Dringend benötigter Wohnraum versus Flächenversieglung

Die Grünen hatten am vergangenen Donnerstag zum Thema ‚dringend benötigter Wohnungsbau versus zunehmende Flächenversiegelung‘ die MdL Barbara Saebel aus Ettlingen in die Aula des Gymnasiums von Langensteinbach eingeladen.

Vergleicht man die Zunahme des täglichen Flächenverbrauchs von 3,6 Hektar im Jahr 2016 auf 7,9 Hektar in 2017, so kann man feststellen, dass sich der Verbrauch in BaWü fast verdoppelt hat. In den Jahren zuvor hatten sich die hohen Flächenverbrauchszahlen zwar nur langsam, aber doch nach unten entwickelt. Das ist weit weg vom ambitionierten Ziel „Netto-Null“. Was ist im Land passiert?

Unter dem Vorwand der Wohnungsnot in Ballungsräumen schaffen die Gemeinden jetzt  im Speckgürtel rund um die Großstädte neue Baugebiete in lockerer Bebauung.

Arbeiten in der Stadt, aber Wohnen auf dem Land, so hat das auch der Bürgermeister Mentrupp von Karlsruhe für die Gemeinden im Nachbarschaftsverband angedacht. Für uns untragbar, weil es zum einen die Verkehrsprobleme durch höheres Verkehrsaufkommen verschärft und weder der Umwelt (Flächenfraß) noch dem Klima nützt.

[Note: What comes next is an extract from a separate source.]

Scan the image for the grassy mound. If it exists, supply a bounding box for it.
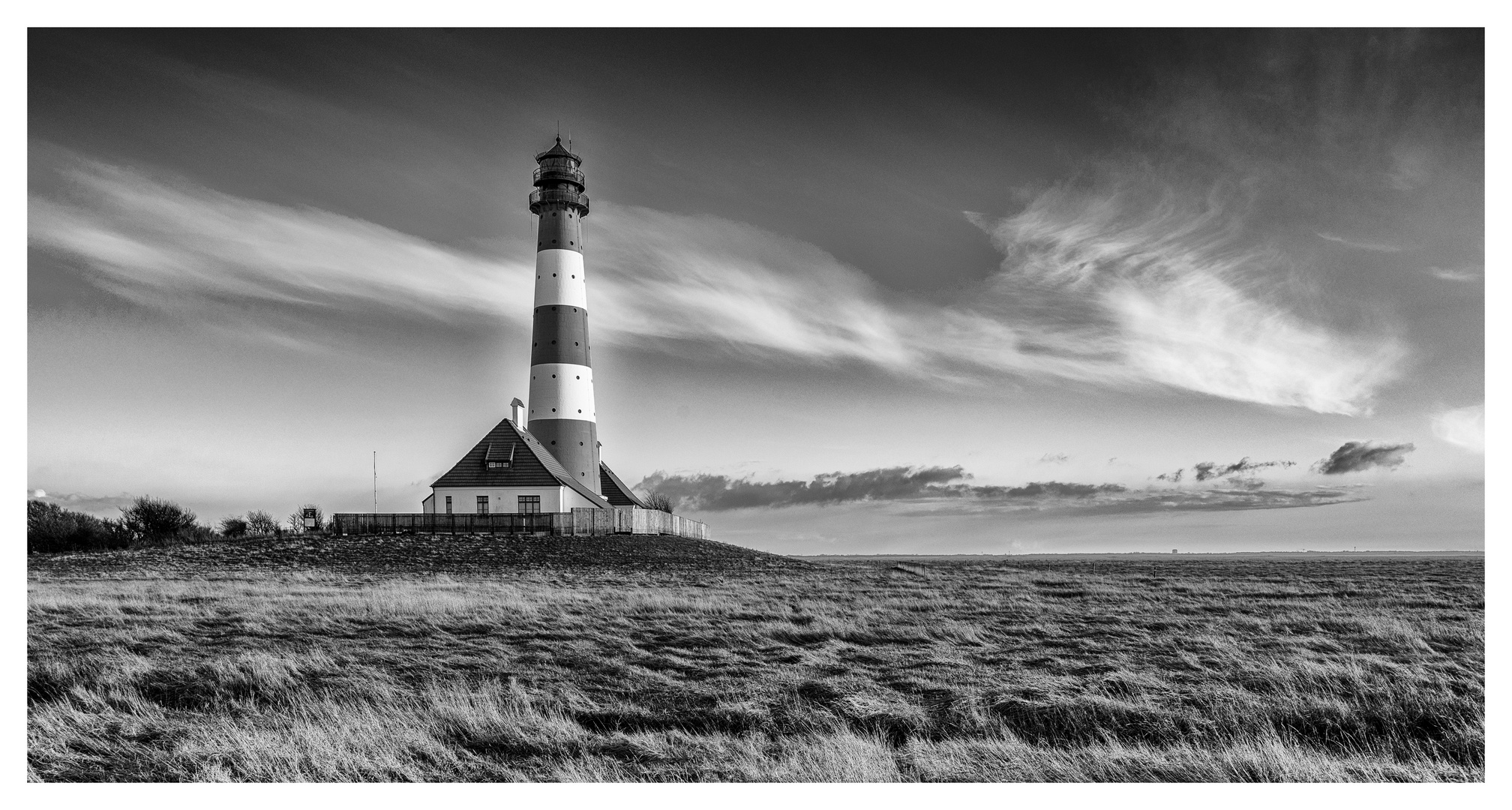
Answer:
[27,556,1485,782]
[27,535,811,578]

Gefragt ist nach wie vor eine konsequente Mobilisierung der Innenentwicklungspotenziale. Leerstände und Baulücken gibt es auch in Karlsbad. Helfen könnte, um die Innenentwicklung besser voranzubringen, der Einsatz eines Flächenmanagers, so der Vorschlag von Barbara Saebel. Diese/r könnte zwischen den Wohnungseigentümern und den Wohnungssuchenden vermitteln und beratend tätig sein.

Die Landtagsabgeordnete erwähnte in Ihrem Vortrag auch die Novelle des Bundesbaugesetz-buches vom Mai 2017, mit der die Bundesregierung gesetzlich vorgeschriebene Umwelt-standards außer Kraft gesetzt habe, und die mit dem § 13b BauGB den Kommunen erlaube, ohne Umweltprüfung und Naturschutzausgleich schneller ihre Bauvorhaben durchzusetzen. Da die Bundebauordnung Vorrang vor der Landesbauordnung habe, könnte dies den Flächenverbrauch künftig noch mehr ansteigen lassen.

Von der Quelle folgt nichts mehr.